DELANEY: There is a broader issue at hand here as well, of course, it's not just about Bernard Collaery and Witness K, it's about the issue of secrecy, which has also been applied to another case, where the individual in the middle of it is known as Witness J. We know even less about that particular case. But this is a pattern here, isn't it? Where matters of sensitivity are being dealt with, in a way where pretty much everything is just being hidden away so that nobody can see any of the detail at all. What's the danger of that? 

PAYNE: Absolutely. And I also that Witness J case is incredibly concerning. That you know how little we knew about why that that man was in jail. I think, the slide into secrecy, is a concern, should be concerning to all Australians, because it is undermining our democracy, it is undermining our rights as citizens. We have a Government that doesn't like to be held accountable and just hates all dissent. And we see that in a range of ways that the Prime Minister is pursuing. But the problem is, is it erodes our rights as citizens. If the Government can prosecute people in a secret trial and put them in jail with no public explanation, where does it end? That's the question. You know, and where if whistleblowers aren't able to blow the whistle on things that the Government are doing, you know, what rights do we have as citizens? 
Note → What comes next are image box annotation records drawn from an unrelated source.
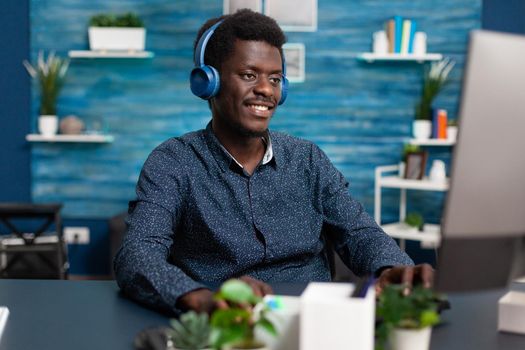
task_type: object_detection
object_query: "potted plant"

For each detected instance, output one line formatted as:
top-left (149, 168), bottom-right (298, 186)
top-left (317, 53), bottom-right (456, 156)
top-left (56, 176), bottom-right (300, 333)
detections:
top-left (398, 143), bottom-right (421, 177)
top-left (23, 51), bottom-right (69, 136)
top-left (88, 12), bottom-right (146, 52)
top-left (405, 213), bottom-right (425, 231)
top-left (412, 58), bottom-right (455, 139)
top-left (211, 279), bottom-right (277, 350)
top-left (168, 311), bottom-right (210, 350)
top-left (376, 285), bottom-right (443, 350)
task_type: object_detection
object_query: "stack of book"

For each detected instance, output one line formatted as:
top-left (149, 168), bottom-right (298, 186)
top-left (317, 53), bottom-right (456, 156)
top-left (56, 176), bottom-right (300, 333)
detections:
top-left (432, 109), bottom-right (448, 139)
top-left (385, 16), bottom-right (417, 55)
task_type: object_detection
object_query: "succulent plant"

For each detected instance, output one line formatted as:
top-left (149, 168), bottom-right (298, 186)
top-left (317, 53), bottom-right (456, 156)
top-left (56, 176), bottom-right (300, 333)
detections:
top-left (23, 51), bottom-right (69, 115)
top-left (89, 12), bottom-right (144, 27)
top-left (168, 311), bottom-right (210, 350)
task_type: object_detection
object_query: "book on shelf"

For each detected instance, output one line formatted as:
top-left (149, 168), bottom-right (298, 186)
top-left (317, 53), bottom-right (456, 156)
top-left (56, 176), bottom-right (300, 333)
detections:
top-left (394, 16), bottom-right (403, 53)
top-left (0, 306), bottom-right (9, 339)
top-left (432, 109), bottom-right (448, 139)
top-left (385, 19), bottom-right (395, 53)
top-left (385, 16), bottom-right (417, 55)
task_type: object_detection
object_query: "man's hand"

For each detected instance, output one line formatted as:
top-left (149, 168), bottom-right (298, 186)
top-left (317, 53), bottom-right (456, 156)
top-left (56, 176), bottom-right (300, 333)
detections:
top-left (239, 276), bottom-right (273, 297)
top-left (177, 276), bottom-right (273, 314)
top-left (177, 288), bottom-right (220, 313)
top-left (376, 264), bottom-right (434, 295)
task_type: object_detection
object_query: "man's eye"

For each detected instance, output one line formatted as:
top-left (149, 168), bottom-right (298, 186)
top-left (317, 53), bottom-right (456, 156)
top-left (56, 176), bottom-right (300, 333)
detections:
top-left (270, 77), bottom-right (281, 84)
top-left (241, 73), bottom-right (256, 80)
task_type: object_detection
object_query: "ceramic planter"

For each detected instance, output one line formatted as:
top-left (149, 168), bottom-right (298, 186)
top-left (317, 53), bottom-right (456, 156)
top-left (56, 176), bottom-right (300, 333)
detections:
top-left (224, 343), bottom-right (271, 350)
top-left (88, 27), bottom-right (146, 51)
top-left (412, 120), bottom-right (432, 140)
top-left (38, 115), bottom-right (58, 137)
top-left (388, 327), bottom-right (432, 350)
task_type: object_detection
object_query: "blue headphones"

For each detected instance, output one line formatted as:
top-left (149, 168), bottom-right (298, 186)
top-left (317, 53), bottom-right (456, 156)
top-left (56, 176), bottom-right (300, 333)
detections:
top-left (190, 20), bottom-right (288, 105)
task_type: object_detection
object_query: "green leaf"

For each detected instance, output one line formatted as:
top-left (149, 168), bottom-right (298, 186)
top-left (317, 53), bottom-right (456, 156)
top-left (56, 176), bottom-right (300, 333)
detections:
top-left (420, 310), bottom-right (439, 328)
top-left (257, 318), bottom-right (277, 337)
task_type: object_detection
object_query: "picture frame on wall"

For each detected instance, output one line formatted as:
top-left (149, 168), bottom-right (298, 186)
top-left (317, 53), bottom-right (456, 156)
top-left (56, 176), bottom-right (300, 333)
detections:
top-left (222, 0), bottom-right (263, 15)
top-left (405, 151), bottom-right (428, 180)
top-left (264, 0), bottom-right (317, 32)
top-left (283, 43), bottom-right (305, 83)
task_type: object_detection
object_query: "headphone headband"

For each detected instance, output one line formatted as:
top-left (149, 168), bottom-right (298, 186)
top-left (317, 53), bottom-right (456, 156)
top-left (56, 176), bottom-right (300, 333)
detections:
top-left (190, 19), bottom-right (288, 105)
top-left (193, 19), bottom-right (224, 67)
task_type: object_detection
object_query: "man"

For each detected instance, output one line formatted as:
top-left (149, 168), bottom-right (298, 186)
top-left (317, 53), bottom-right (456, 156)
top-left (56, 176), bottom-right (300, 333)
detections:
top-left (115, 10), bottom-right (432, 313)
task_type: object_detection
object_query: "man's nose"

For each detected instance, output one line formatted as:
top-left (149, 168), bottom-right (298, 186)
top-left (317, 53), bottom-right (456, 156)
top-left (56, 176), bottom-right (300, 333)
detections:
top-left (254, 77), bottom-right (273, 97)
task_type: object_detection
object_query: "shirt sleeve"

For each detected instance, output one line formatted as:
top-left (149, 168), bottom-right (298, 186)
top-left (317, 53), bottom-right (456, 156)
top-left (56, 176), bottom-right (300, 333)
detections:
top-left (114, 149), bottom-right (205, 313)
top-left (312, 145), bottom-right (414, 276)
DELANEY: I mentioned in the introduction to the programme today, Franz Kafka. Have you read the trial? 

PAYNE: I haven't actually, Leon. 

DELANEY: I would recommend it to anybody who's concerned about these issues. The plot of the novel basically is an individual who is charged with a crime that he doesn't know even what the crime is that he's been charged with. And he's held up in the bureaucracies for so long, that he just eventually gets forgotten, and then taken off and executed for a crime that he still doesn't know what it was. 

PAYNE: Right. Well, I'll add it to my list. 

DELANEY: Right up there with 1984. Thanks for joining us today. 

PAYNE: All right. Thank you, Leon. 

DELANEY: Alicia Payne, member for Canberra.